You live and breathe code. Armed with a keyboard and IDE, you can craft solutions to the most complicated of problems. Gone are the days however where a Developer’s effectiveness within the workplace is measured solely by the lines of codes they write. 21st-century businesses value technically capable individuals that can complement a cross-functional team’s ability.
The Agile Manifesto teaches us that collaboration and interaction with our extended teams is key to successful delivery. Therefore, knowing what drives your stakeholders and how to add value to your interactions with them is beneficial for all involved.
To name but a few, it can:
- Mitigate re-work
- Ensure expectations are met
- Realize customer-pleasing business value sooner
- Emphasize leadership qualities in yourself
- Improve engagement and morale amongst teams
The tips that follow look at a Developer’s most common stakeholders. Each role is important in its own right in ensuring your work delivers value to your customers. By focusing on these interactions, you can enhance your career within software development.
Often downstream of the output you produce, Testers are your safety net. On a good day, they can be seen as an added layer of bureaucracy, slowing down the time it takes for your latest feature to hit Production. On a bad day, they prove you’ve overlooked a particular scenario within 5 minutes flat.
Leave your pride at the door. Fail gracefully in the hands of your Tester rather than being caught red-faced by your customers.
Driver: Stopping 100% of undesirable functionality reaching the Production system
Hand-over don’t throw-over
Most teams use tools such as Jira, Azure DevOps or Trello to track the progress of their deliverables.
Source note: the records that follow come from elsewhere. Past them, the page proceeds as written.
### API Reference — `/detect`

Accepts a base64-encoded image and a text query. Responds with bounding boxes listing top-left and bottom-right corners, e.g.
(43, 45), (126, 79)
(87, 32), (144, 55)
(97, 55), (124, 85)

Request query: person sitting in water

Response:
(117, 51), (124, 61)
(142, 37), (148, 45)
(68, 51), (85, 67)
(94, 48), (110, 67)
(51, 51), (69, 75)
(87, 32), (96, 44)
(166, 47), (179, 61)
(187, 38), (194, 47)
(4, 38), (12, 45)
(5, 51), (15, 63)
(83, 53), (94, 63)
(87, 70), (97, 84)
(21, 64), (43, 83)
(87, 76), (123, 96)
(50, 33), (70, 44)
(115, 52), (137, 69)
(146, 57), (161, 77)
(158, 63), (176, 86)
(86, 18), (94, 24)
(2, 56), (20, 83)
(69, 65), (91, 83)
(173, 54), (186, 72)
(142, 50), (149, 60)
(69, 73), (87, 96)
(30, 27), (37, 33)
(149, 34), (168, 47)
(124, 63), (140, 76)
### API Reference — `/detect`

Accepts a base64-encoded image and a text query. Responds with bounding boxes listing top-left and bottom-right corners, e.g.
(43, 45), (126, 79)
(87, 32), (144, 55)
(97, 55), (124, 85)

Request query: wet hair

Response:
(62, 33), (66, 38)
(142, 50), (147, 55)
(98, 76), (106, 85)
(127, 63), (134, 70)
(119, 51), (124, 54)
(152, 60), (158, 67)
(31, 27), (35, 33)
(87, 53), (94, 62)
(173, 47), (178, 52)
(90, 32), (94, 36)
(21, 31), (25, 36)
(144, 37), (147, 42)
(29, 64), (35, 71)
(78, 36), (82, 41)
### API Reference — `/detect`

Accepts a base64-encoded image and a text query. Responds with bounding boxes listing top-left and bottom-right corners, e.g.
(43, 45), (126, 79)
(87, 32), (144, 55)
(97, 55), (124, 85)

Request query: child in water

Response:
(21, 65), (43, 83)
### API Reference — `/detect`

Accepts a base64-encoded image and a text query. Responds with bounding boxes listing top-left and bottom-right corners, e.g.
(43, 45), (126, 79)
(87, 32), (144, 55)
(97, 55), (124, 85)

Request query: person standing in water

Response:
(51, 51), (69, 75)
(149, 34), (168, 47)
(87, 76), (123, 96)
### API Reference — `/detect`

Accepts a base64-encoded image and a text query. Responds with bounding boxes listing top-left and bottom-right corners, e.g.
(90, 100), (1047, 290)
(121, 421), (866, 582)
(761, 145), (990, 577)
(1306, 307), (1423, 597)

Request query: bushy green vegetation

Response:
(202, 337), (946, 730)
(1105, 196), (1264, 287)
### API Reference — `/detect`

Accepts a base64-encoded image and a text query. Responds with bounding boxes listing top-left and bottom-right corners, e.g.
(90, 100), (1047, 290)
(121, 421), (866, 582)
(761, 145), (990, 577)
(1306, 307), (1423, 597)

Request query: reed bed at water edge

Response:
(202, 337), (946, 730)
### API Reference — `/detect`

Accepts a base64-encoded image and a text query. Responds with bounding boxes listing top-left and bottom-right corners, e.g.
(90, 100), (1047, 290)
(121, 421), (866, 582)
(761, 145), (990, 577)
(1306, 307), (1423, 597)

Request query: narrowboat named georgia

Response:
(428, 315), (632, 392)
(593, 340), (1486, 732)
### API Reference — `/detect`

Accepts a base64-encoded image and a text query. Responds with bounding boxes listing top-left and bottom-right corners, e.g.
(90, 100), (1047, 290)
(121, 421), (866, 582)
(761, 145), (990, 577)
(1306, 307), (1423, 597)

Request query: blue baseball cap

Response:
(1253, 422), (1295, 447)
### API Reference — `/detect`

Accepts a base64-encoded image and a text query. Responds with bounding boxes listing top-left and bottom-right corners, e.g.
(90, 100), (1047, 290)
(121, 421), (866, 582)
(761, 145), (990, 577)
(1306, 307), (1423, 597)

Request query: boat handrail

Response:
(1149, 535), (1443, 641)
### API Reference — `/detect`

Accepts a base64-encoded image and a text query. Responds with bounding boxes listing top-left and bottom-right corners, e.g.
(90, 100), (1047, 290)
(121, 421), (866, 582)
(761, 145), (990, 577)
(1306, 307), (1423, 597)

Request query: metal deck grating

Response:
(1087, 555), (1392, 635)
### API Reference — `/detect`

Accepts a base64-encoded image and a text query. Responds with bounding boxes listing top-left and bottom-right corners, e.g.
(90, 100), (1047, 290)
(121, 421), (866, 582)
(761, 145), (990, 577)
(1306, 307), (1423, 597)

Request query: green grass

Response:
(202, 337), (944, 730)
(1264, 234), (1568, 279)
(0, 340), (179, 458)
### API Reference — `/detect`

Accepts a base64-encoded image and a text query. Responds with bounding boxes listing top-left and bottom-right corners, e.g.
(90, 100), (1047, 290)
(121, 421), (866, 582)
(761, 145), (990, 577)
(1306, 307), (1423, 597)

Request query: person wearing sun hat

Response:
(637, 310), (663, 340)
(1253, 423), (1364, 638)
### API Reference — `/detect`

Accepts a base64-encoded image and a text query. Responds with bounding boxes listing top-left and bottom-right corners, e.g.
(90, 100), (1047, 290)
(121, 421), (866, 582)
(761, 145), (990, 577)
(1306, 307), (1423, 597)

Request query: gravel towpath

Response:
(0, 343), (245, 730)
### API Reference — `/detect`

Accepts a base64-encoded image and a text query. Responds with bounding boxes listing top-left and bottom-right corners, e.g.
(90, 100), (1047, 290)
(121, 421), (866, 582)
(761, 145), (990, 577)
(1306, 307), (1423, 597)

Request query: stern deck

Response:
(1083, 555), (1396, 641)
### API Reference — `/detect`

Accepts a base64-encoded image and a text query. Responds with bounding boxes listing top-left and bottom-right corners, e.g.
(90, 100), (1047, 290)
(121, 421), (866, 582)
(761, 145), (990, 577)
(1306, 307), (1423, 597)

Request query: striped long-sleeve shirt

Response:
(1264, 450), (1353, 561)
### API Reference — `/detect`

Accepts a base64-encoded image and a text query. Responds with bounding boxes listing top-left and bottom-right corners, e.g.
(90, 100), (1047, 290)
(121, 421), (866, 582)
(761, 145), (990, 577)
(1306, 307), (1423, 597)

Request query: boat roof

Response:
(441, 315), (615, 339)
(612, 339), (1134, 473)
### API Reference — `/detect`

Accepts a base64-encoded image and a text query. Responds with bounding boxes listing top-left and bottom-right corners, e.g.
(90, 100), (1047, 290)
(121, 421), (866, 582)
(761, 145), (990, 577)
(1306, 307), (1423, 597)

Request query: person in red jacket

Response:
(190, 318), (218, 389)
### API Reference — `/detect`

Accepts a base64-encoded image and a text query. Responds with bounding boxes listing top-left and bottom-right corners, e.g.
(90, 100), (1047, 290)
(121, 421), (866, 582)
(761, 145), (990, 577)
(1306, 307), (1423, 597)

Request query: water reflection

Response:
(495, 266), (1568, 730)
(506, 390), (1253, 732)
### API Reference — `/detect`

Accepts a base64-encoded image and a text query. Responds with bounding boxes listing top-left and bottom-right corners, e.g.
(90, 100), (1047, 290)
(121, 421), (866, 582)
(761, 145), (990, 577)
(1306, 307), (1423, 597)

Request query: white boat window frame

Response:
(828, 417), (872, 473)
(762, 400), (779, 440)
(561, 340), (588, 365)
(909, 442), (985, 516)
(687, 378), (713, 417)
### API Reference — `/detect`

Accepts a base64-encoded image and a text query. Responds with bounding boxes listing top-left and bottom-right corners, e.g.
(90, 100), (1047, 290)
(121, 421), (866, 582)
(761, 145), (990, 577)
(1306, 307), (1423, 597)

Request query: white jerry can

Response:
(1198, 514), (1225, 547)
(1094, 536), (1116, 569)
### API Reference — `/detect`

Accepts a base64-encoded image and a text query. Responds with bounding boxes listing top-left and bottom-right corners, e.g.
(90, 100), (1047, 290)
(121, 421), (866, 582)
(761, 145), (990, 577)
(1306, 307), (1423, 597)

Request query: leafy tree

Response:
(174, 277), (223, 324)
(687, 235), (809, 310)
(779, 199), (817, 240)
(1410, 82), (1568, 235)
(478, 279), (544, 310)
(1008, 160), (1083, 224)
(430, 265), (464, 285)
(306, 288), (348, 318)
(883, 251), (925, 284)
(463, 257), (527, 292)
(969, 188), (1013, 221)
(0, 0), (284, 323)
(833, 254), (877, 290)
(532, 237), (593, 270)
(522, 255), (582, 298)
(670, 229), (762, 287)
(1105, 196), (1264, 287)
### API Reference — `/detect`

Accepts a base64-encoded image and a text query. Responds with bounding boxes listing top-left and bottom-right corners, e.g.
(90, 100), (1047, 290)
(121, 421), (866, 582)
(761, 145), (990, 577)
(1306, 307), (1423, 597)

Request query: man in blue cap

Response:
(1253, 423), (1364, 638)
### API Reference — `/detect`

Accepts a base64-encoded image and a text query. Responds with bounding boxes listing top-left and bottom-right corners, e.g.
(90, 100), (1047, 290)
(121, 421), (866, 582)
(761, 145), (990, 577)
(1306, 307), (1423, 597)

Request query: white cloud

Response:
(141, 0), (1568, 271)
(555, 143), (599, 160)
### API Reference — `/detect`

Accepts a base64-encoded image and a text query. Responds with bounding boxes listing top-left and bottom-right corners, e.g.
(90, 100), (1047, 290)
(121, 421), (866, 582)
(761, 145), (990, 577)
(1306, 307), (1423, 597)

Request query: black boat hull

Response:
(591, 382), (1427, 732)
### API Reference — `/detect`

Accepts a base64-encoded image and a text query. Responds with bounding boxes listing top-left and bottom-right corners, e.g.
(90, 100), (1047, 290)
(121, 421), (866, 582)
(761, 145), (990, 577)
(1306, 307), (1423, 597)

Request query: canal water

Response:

Due to this, it’s often too easy for a Developer to move their item of work from the “Coding” column to the “Testing” column, implicitly expecting the Testers to check their work at their earliest convenience.
More often than not, however, the Testers will spend 5 minutes smoke testing the Developer’s work to find an obvious defect. This results in the Tester logging a bug to be fixed now at the Developer’s earliest convenience.
Instead of using the tooling to throw the work over the fence to be tested, hand the work over to the Tester. This can be as simple as a 5-minute, informal chat where the Developer demonstrates what work they’ve done to the Tester. If the duo finds undesirable behaviour during the hand-over, instead of logging a defect, the Developer has the option to fix the issue on the spot. (Think pair-programming between Developer and Tester).
This approach will avoid unnecessary churn between Developers and Testers whilst collaboratively ironing out any overlooked scenarios.
Don’t fob them off
“Ah, don’t worry about testing that…it’s untestable. Trust me, it works…”
Testers have two options here:
- Accept that the Developer is right and let the piece of work pass. They don’t want to be the reason why this new piece of functionality is delayed.
- Stand their ground and reject the work. If it’s not testable, it reflects the Developer’s inability to write high-quality code, not the Tester’s inability to do their job.
Sometimes, certain coding tasks are very hard to test by Testers. It isn’t possible to prove your new feature works as expected via the user interface or an API request via Postman. This doesn’t mean your code is untestable, however.
The role of the Tester on your team is to act as judge and jury when it comes to the quality of code being produced. Therefore, if something isn’t testable by the Tester but can be proven with a suite of unit tests, provide your Tester with evidence of this. You can talk through the scenarios your tests cover and possibly add new ones to put your Tester’s mind at ease.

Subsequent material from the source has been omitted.